Aside from the difficulties in economic competition, capitalism also brings the threat of severe job loss. With the evolution of technology, automation is becoming increasingly more efficient and cheaper than human labor. As the primary priority of a firm is to increase profits, it comes as no surprise that these businesses are eager to lay off thousands of employees so long as they can maximize their productivity. In fact, researchers currently predict that over half of all jobs in Canada will be lost to automation. This will not only be detrimental to the millions of individuals who have lost their source of livelihood, but also to the economy as a whole. The level of output would decrease to below what Canada could sustainably achieve, resulting in an economic recession. Once again, such a dilemma can only be resolved through coordinated government intervention. With policies that discourage (or at least slow) the use of automation such as the “robot tax” proposed by Bill Gates, governments could effectively counter this negative effect of the capitalist environment (Vomiero, 2018). Such a tax would increase the costs of implementing automated machinery in firms, discouraging the shift from human labor to machinery. As this issue illustrates, government intervention is key to securing the economic functionality of Canada throughout the future. Without it, the nature of free enterprise would eventually lead to its own collapse.

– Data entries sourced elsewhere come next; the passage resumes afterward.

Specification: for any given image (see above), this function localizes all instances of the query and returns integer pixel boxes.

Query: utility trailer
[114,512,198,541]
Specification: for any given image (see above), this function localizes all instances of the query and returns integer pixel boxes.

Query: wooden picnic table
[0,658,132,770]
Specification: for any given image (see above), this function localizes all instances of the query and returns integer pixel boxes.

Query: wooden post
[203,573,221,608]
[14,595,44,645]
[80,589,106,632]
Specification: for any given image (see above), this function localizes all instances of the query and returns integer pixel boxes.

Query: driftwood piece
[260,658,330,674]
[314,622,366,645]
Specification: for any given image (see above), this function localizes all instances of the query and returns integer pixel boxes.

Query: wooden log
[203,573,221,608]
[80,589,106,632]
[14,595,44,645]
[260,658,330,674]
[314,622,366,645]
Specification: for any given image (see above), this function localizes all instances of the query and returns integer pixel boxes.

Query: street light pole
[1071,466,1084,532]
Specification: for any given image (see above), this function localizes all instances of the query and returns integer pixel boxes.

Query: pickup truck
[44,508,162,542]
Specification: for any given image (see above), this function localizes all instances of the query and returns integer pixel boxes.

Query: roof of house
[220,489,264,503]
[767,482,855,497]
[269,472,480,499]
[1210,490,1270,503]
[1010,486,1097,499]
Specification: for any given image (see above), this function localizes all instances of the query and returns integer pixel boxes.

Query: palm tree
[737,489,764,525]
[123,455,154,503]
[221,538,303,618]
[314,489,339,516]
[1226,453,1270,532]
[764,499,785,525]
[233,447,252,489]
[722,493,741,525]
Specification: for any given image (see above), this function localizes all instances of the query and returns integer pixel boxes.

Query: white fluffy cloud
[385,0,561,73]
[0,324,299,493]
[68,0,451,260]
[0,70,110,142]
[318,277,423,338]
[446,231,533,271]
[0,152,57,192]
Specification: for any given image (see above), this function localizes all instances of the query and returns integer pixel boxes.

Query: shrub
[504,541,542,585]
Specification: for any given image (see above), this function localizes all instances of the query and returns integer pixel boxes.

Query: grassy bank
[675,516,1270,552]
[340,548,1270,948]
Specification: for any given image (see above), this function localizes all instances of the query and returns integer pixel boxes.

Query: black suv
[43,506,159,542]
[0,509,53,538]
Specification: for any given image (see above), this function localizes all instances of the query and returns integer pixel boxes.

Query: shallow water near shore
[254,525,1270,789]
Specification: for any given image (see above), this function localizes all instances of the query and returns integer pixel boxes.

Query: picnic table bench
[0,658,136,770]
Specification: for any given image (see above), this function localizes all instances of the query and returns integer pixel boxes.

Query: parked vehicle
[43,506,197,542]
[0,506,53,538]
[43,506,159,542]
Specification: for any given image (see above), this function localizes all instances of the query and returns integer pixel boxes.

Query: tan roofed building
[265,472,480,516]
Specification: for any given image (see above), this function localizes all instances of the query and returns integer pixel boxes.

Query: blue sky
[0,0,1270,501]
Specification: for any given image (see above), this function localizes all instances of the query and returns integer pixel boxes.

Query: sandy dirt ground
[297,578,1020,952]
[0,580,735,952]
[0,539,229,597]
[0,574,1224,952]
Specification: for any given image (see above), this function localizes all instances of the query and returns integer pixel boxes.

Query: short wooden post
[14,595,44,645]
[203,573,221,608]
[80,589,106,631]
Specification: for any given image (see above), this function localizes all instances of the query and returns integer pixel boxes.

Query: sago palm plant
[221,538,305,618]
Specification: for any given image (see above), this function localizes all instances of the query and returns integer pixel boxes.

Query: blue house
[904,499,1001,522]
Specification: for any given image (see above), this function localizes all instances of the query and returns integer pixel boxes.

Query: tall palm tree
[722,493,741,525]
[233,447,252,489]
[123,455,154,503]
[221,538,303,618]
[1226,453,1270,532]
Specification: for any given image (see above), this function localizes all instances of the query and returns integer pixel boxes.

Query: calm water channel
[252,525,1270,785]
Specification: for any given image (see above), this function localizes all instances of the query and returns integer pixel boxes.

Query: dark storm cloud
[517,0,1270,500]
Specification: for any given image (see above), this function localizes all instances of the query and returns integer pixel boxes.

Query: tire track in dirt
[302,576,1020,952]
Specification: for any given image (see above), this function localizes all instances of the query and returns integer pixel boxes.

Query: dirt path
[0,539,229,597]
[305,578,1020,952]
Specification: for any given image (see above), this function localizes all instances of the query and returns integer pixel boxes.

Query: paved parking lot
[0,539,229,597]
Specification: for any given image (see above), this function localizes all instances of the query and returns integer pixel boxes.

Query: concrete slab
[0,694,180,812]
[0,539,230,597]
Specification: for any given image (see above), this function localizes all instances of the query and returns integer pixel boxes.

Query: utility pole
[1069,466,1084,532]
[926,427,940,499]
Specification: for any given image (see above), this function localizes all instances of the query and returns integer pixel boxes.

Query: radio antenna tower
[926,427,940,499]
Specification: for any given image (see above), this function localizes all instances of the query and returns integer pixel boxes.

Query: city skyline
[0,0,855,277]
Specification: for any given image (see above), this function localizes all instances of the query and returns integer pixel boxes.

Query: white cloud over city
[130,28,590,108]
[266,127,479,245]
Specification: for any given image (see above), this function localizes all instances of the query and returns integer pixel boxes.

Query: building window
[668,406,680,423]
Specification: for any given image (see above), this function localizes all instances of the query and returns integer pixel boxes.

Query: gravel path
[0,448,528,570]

Perhaps the greatest criticism against the capitalist system is the wealth gap. Countries that adopt free enterprise systems tend to have wealth distributed in largely uneven numbers. For instance, one recent statistic suggests that Canada’s richest families hold as much wealth as the sum of three entire provinces, while almost 4.8 million Canadians are currently in poverty. As the data illustrates, the bulk of the spoils are held at the top of the wealth pyramid. To maximize the efficiency of an economy, wealth redistribution is essential. By taxing more affluent Canadians at larger rates and distributing those funds to the lower classes through social programs, the government will be creating more active members in the economy. This, in turn, will increase money circulation, benefitting both firms and citizens in the long run. Although some critics may contend that by taking wealth from the rich the government would be discouraging innovation, it is important to note that there would still be an upward curve of wealth after taxation, although not as prominent. Individuals would still try to climb up the curve.
Although this is already practiced in Canada’s economy, by increasing the level of government intervention, more promising programs could be funded. One such instance is the universal basic incomes (UBI), a guaranteed annual earning for all citizens. By giving each Canadian a UBI, citizens are likely to be more economically productive. They would be able to support themselves through higher levels of education, earning qualifications necessary to compete in the workspace. More entrepreneurship would likely be encouraged because of the additional income, leading to greater innovation and productivity, benefits that can only be achieved as a result of greater government intervention.
In conclusion, there are many circumstances where government intervention is necessary to bolster the healthy growth of an economy. Free markets without a guided hand from the government are prone to saturated competition, job insecurity, as well as a significant disparity between rich and poor.